So, yeah. Thursday night I broke down in tears on the way home while talking some stuff out with my husband, and then asked Little Light if she could remember any myths touching on female monsters who devoured their children. We didn't get much of anywhere, and I sort of lost the thread, and then when I actually get around to catching up on blogs, I see antiprincess has posted about fatherhood.
So let's see where I can go from here.
I am the product of a generational curse. I don't know if it is older than my grandmother, but it is at least that old: the oldest child in some way rejected, emotionally neglected or vilified, probably in part because it's the first child that changes a parent's life the most. I am my mother's oldest child; my mother, my grandmother's oldest child. Growing up in the center of maternal resentment is ... hard.
I do not exaggerate when I say my deepest, bone-deep terror is perpetuating this curse, swallowing my children (especially the first, the most vulnerable, the most likely) alive in this horror of transformation, this profound change that is becoming a parent. Talking with my husband, what I kept repeating brokenly through the tears was, "I don't want to turn into a monster. I don't want to turn into a monster."
(Which of course is why I was looking for myths -- ways of relating to this internal Beast so as to be able to not go off my own map. Monsters have our own nightmares.)
I don't believe a two-parent family is enough to get healthy children. Even with two parents with a wide range of interests and experiences, the potential range of kids is further. (My brother had no sporty parents, though my father tried quite hard to be there.) Two parents and a community -- extended family, friends, neighbors, teachers -- gets closer.
I was raised in a community of parents with kids about my brother's age, all of whom served as semi-parental figures, who traded little cards with "1/2 hour" printed on them around so that nobody was crushed under the weight of constant kids, so that they could maintain themselves as well as raising their children. I adopted the neighbors across the street as honorary grandparents and learned to play solitaire and learned about painting porcelain from them (a plate she painted a kitten onto is on my ancestor shrine; I attended her funeral years and years ago); the next-door neighbor taught me folksy crafts and introduced me to her budgie.
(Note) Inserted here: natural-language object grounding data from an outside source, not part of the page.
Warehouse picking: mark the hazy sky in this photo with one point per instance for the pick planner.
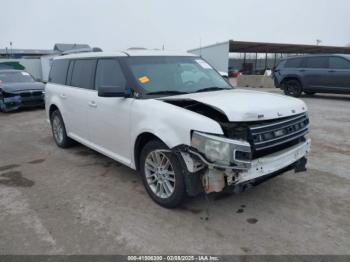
(178, 24)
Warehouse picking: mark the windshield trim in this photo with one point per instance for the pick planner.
(141, 93)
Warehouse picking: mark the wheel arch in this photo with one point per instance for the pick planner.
(141, 140)
(53, 108)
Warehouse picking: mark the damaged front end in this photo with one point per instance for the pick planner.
(253, 153)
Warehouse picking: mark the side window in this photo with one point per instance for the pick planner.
(293, 63)
(317, 62)
(109, 75)
(338, 63)
(58, 72)
(83, 73)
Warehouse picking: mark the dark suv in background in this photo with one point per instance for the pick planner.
(313, 73)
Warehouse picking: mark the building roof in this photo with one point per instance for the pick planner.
(262, 47)
(256, 47)
(25, 51)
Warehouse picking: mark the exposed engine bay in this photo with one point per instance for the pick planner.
(266, 148)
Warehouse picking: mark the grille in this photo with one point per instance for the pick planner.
(278, 132)
(267, 137)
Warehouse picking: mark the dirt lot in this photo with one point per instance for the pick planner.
(76, 201)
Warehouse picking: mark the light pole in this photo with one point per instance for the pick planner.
(11, 49)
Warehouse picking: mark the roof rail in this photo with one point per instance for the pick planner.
(82, 50)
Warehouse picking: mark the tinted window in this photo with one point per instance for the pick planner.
(317, 62)
(338, 63)
(109, 75)
(15, 77)
(293, 63)
(83, 73)
(174, 74)
(58, 71)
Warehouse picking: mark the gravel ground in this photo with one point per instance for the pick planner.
(76, 201)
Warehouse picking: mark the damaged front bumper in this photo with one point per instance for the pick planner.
(8, 104)
(218, 178)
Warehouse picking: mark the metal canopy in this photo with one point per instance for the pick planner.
(255, 47)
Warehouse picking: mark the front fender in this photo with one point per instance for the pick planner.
(171, 124)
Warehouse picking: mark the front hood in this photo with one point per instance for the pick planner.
(21, 87)
(243, 105)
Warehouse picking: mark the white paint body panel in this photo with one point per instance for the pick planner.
(243, 105)
(111, 126)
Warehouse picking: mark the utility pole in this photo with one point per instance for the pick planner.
(11, 49)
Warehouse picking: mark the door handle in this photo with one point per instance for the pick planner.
(92, 104)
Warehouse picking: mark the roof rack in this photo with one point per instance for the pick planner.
(82, 50)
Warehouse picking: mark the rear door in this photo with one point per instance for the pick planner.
(316, 73)
(78, 95)
(339, 74)
(109, 117)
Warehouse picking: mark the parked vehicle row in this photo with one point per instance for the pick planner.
(18, 89)
(173, 118)
(314, 74)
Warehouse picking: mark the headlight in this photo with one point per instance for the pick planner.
(220, 150)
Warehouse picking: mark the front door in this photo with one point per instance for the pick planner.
(339, 74)
(109, 117)
(77, 97)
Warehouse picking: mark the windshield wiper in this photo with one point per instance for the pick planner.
(167, 92)
(212, 88)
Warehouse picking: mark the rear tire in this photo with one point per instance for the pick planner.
(59, 130)
(292, 87)
(162, 175)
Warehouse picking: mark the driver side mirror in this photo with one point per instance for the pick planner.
(114, 91)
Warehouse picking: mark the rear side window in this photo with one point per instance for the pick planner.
(83, 73)
(109, 75)
(58, 72)
(338, 63)
(317, 62)
(293, 63)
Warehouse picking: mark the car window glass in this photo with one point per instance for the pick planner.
(58, 71)
(317, 62)
(338, 63)
(15, 77)
(293, 63)
(109, 75)
(181, 74)
(83, 72)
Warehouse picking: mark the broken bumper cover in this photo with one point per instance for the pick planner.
(275, 162)
(211, 178)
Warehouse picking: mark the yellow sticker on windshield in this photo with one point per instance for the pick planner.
(144, 79)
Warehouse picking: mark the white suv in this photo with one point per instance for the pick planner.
(173, 118)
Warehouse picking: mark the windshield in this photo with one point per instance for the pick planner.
(175, 75)
(15, 77)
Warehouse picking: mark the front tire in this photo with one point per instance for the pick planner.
(162, 175)
(59, 130)
(292, 87)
I wound up at one point getting involved in a church community, which could also have been part of that had I been someone else.
My friends with kids have ties to an extensive supportive community, diffused over area but still present. (One friend of mine has taken over childcare for another, a stay-at-home-dad, for this week -- on the condition that he leave the house.) A different level of intimacy and support, but still enough to take some of the pressure off, to keep the whole 'two parent family' from being a seething mass of personal inadequacy because people think they ought to be able to handle all the childrearing stuff and fail or burn out or just desperately need a vacation.
And I look at the insides of my head, my family curse, and try to figure out how to get my eventual kids some reasonable chance of having adequate support in their lives -- taking into account the possibility that I might wind up less than a whole parent. (I hope I won't become a negative parent. I hope. I fear. I ... don't want to be a monster.) Because if I lose my shit in any of the ways I think plausible, my husband will not only be dealing with parenting without much assistance from me, but also dealing with taking care of me.
Antiprincess asks what fatherhood is about.
Fatherhood is about what my husband said to me over ten years ago, that my children will also be his children, because he's committed to them and their welfare. That he is willing to make that investment in theoretical human beings, without the personal bonds that may come of incubating them, in advance, without just saying 'If there's a crisis, I'll be there.' Being there before the crisis, from the beginning, being a part of their matrix of living from the beginning.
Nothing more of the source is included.